La mejor noticia es que hay mazos y martillos para hacer polvo el muro de Trump. Por un lado, las elecciones intermedias probaron que la oposición política y social tiene aparato y candidatos para ofrecer en 2020. Pero antes que eso, la Cámara de Representantes en manos demócratas posee un par de candados para echar al muro de Trump. Una es la posibilidad del siempre boyante proceso de destitución del presidente si la investigación de Mueller demuestra que se cometió un crimen. La otra es política y suena a justicia poética. Darle a Trump lo que el GOP le dio a su antecesor, el demócrata Barack Obama: un congreso obstruccionista que frene todas las iniciativas de la Casa Blanca y llene sus despachos de citaciones para sus funcionarios. El gobierno de Trump puede acabar en un pantano agónico.Y eso, claro, no es sano. Sucede que no deja de ser trágico que la elección del presidente de la nación más poderosa del mundo se defina por oposición antes que por propuestas. Y es ciertamente agrio que el modo de combatir a Trump sea con medidas que pueden dañar la operación de la mayor economía global. Y, por supuesto, no hay nada alegre en los muros: separan, nunca reúnen.
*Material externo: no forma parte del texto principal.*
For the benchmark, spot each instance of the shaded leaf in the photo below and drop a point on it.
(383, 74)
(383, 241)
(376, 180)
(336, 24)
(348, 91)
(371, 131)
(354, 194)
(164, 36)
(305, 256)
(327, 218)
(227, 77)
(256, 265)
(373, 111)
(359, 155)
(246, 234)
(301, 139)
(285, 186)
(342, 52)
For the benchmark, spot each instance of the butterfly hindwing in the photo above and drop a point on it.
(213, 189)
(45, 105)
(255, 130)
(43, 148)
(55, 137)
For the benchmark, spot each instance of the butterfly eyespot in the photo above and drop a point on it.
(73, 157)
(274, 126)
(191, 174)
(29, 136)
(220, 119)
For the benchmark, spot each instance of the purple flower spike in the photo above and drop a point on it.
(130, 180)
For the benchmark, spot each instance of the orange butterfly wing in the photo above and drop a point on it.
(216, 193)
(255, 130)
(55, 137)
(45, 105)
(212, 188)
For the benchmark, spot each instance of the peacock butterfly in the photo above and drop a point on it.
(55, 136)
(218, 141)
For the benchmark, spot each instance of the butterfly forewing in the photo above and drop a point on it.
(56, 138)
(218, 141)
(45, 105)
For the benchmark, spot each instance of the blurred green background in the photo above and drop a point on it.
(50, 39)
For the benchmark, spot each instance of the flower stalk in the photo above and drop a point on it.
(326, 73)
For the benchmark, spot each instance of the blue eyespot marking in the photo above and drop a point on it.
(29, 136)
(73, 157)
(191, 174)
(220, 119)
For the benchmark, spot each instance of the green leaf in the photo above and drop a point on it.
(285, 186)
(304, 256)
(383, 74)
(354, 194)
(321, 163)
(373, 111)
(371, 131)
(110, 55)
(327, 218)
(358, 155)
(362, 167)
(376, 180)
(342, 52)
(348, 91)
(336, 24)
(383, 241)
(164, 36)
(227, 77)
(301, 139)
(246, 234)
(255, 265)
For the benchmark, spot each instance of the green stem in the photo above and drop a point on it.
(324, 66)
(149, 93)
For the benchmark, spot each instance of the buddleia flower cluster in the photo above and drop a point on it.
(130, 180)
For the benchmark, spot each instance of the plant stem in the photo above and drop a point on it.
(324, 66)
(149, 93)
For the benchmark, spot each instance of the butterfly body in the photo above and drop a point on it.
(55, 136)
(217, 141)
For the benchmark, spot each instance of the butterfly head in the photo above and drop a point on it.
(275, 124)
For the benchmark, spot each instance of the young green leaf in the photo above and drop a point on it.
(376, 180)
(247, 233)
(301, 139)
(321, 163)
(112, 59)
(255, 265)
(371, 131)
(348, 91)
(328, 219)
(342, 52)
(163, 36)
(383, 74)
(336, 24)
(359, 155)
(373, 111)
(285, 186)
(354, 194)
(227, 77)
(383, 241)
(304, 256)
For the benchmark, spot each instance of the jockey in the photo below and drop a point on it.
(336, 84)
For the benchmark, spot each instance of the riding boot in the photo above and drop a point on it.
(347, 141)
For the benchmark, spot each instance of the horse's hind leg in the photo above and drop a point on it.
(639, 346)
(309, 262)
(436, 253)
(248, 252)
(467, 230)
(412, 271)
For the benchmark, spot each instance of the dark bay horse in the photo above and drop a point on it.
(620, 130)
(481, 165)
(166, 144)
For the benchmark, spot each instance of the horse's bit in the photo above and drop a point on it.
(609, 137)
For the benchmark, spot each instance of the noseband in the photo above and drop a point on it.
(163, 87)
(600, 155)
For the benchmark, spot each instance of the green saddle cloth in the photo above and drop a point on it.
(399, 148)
Pero juntar todos esos procesos es, en este caso, determinante. Trump es tóxico, no facilita una conversación razonable y tiene como misión la destrucción de los precarios e imperfectos equilibrios democráticos para imponer su voluntad autocrática. Trump daña. Por ende, como un virus, debe ser aislado, cercado y controlado. La Casa Blanca bien se merece ese muro.
Diego Fonseca es un escritor argentino que vive entre Phoenix y Barcelona. Es autor de “Hamsters” y editor de, entre otros títulos, “Crecer a golpes” y “Tiembla”.